While kidney failure is a serious condition that requires extensive medical intervention, a small subset of these patients are prone to developing another grave condition known as Nephrogenic Systemic Fibrosis or Nephrogenic Fibrosing Dermopathy (NSF/NFD). // First recognized as a disease in 1997, NSF/NFD causes discoloration and thickening or tightening of the skin, resulting in pain, muscle weakness and difficulty bending joints. In many cases, NSF/NFD results in scarring of internal organs that inhibit their ability to function properly, which can be fatal.
More than 215 cases of NSF/NFD have been documented in the last decade, but despite ongoing research, the cause of the disease is unknown. Now, results of a pilot study suggest that gadolinium-containing contrasting agents used for Magnetic Resonance Angiography (MRA) in patients with kidney failure may be the culprit.
In the report entitled, “Gadolinium is detectable within the tissue of patients with nephrogenic systemic fibrosis,” to be published in an upcoming issue of the Journal of the American Academy of Dermatology, dermatologist Whitney A. High, MD, MEng, Department of Dermatology at the University of Colorado, Denver, Colo., found that gadolinium was detected in tissue samples from four of seven patients with NSF/NFD.

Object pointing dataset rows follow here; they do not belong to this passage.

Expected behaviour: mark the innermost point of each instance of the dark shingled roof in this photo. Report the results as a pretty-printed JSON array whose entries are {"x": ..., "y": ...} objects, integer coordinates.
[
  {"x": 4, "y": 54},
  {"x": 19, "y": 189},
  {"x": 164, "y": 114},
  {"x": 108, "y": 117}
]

“Although gadolinium-based contrast agents have a long history of safe and effective use in Magnetic Resonance Imaging (MRI), the dose of the agent administered to kidney failure patients undergoing MRA to examine blood vessels is up to three times higher than the amount used in a typical MRI test,” explained Dr. High. “Recent publications have suggested an association between exposure to gadolinium and the development of NSF/NFD, and our pilot study was designed to determine whether gadolinium was detected within the skin and soft tissue of patients with the disease who were exposed to this contrast agent.”
Dr. High and a team of researc
hers obtained 13 blocks of paraffin-embedded tissue samples from seven NSF/NFD patients exposed to gadolinium from the national NSF Registry of New Haven, Conn.1. An additional paraffin-embedded block containing tissue from a routine dermatopathology case served as the negative control. Researchers used a field emission scanning electron microscope equipped with electron dispersion spectroscopy to search the tissue for metals. They also were blinded as to which blocks of tissue were from NSF/NFD cases and which were from negative controls.
The study found that gadolinium was detected in four of 13 tissue specimens from patients with NSF/NFD who were exposed to the contrast agent. As expected, none of the negative controls tested positive for gadolinium.
“While clearly more research needs to be done, we are encouraged by our findings and hope that it provides an important first step in understanding the cause of this elusive disease,” said Dr. High. “Until more data becomes available, we urge patients with end-stage kidney disease and their health care providers to be aware of this potentially fatal association between gadolinium and NSF/NDF and make every effort to avoid any unnecessary, excessive dosage of this contrast agent.”